Udeze went on to spend a good portion of the winter in Los Angeles, his hometown. He took a full semester's courseload toward his sociology degree at USC, leaving him one class short of a diploma, and began working out with a long-term goal of being fully rehabilitated in time for training camp.
Udeze has been in remission since April 2008, but his doctors at the University of Minnesota urged him to take a second year off from football. Limiting physical activity for a full year after bone-marrow transplant is the typical medical course, but Udeze said: "I'm not like everybody else."

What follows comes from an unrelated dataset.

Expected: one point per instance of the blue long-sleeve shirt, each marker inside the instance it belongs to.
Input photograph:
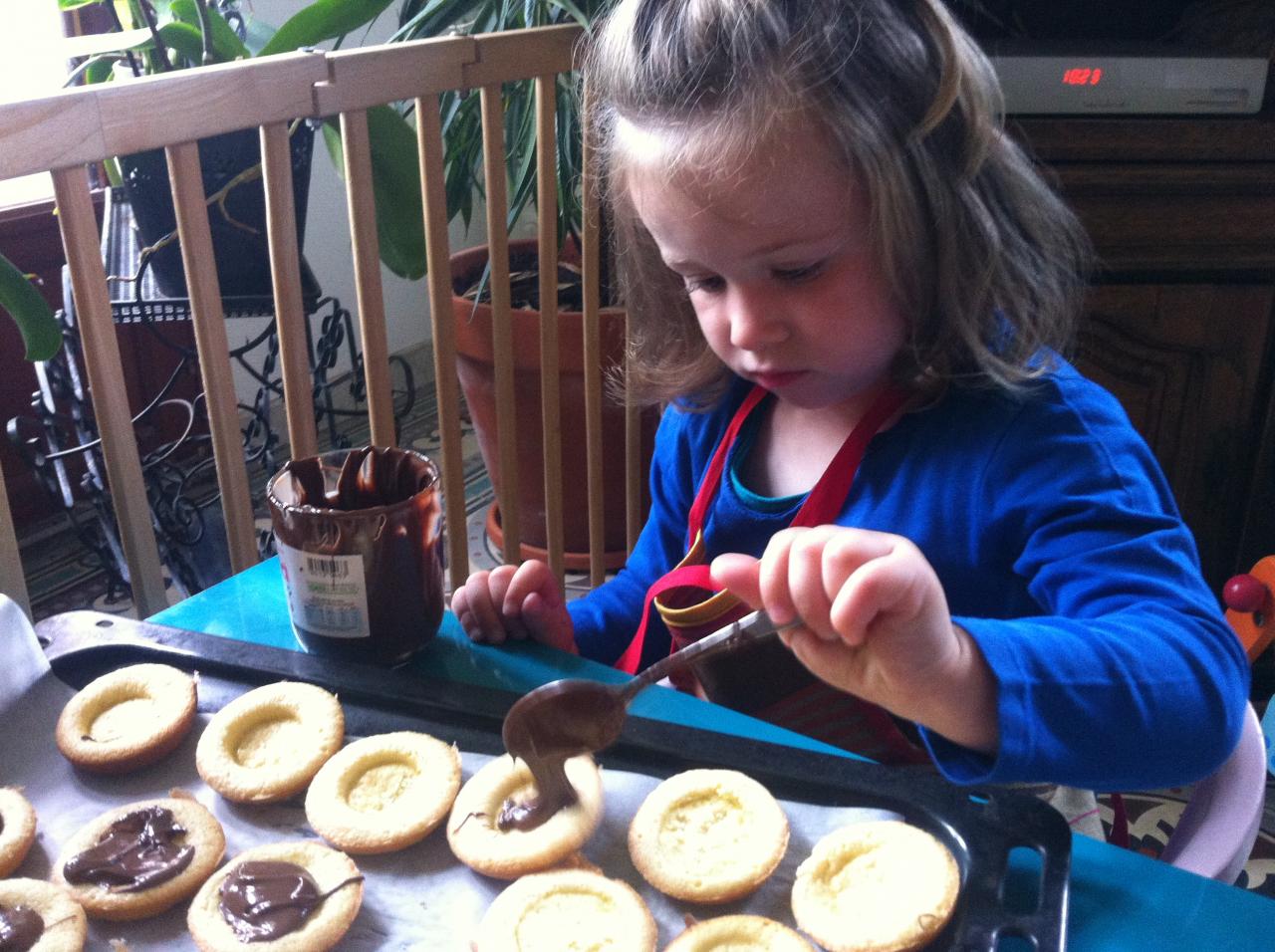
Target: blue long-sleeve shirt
(1060, 550)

Indeed. And so I wonder how many people on the Vikings' practice field last weekend grasped how rare the experience was. Did they know Udeze had only a 25 percent chance of finding a bone-marrow match within his family? Would they have known the five-year survival rate of people who can't find a match (40 percent)? How many knew Udeze was so weak after surgery that he often took five naps a day?
"I don't believe that the younger guys have a complete grasp or understanding of what a difficult journey the last year and three or four months have been," Vikings coach Brad Childress said. "I don't think they possibly could."
Once you get past Udeze's medical improvement, however, you realize he faces a challenge to make the Vikings' regular-season roster. You figure at least three defensive ends are locks to earn roster spots ahead of him -- Jared Allen, Ray Edwards and Brian Robison -- and there is no telling how the team will have to configure its depth chart to compensate for the possible suspensions of defensive tackles Kevin Williams and Pat Williams.
There is also the simple fact that no one knows how long it will take Udeze's body to bounce back fully from the disease. It's one thing to achieve remission and regain health. It's another to establish professional-level conditioning. His biggest obstacle is the neuropathy, which makes his feet feel numb on some occasions and sensitive on others.
"That's the only thing that I'm really suffering from," he said. "That's why I really can't complain about much. I took small steps at first and, to where I am now, I can't complain. My brother said, 'For neuropathy to be the only thing that's slowing you down, you really have a lot to be thankful for.' I just wish it would kind of hurry up and take a leave of absence. It's going to be tough [but] I'm going to get through it."
No one is betting against him. Udeze once lost 100 pounds to earn a starting job at USC, and he is approaching this challenge with a similarly ferocious mindset.
"From the standpoint of being a contributing member of this football team," Childress said, "he wants that desperately. I think he certainly has attacked it that way after he attacked his illness. To be able to put himself back into a position [to play] speaks volumes to him."
MINNEAPOLIS -- Many of you have asked me for updates on the health of Minnesota defensive end Kenechi Udeze, who underwent a bone-marrow transplant over the summer as part of his fight against leukemia.
A few reporters ran into Udeze here Sunday morning at the Metrodome, where Udeze is scheduled to be the Vikings' honorary captain for the opening coin toss. Udeze said he is on track in his recovery and left no doubt about his future plans.
"I'll be back next year," Udeze said. "Everything is going to be fine for next year."
Udeze spent three weeks in the hospital during July for the procedure. The transplant came from his brother, Thomas Barnes.
Udeze was released July 24. He was required to wear a mask in public for the next 100 days to limit his exposure to infection, and Sunday is the first Vikings game he has been able to attend.
Udeze has already started upper-body workouts and said he hopes to begin jogging soon once the threat of swelling in his feet subsides.
Overall, Udeze's prospects look very strong.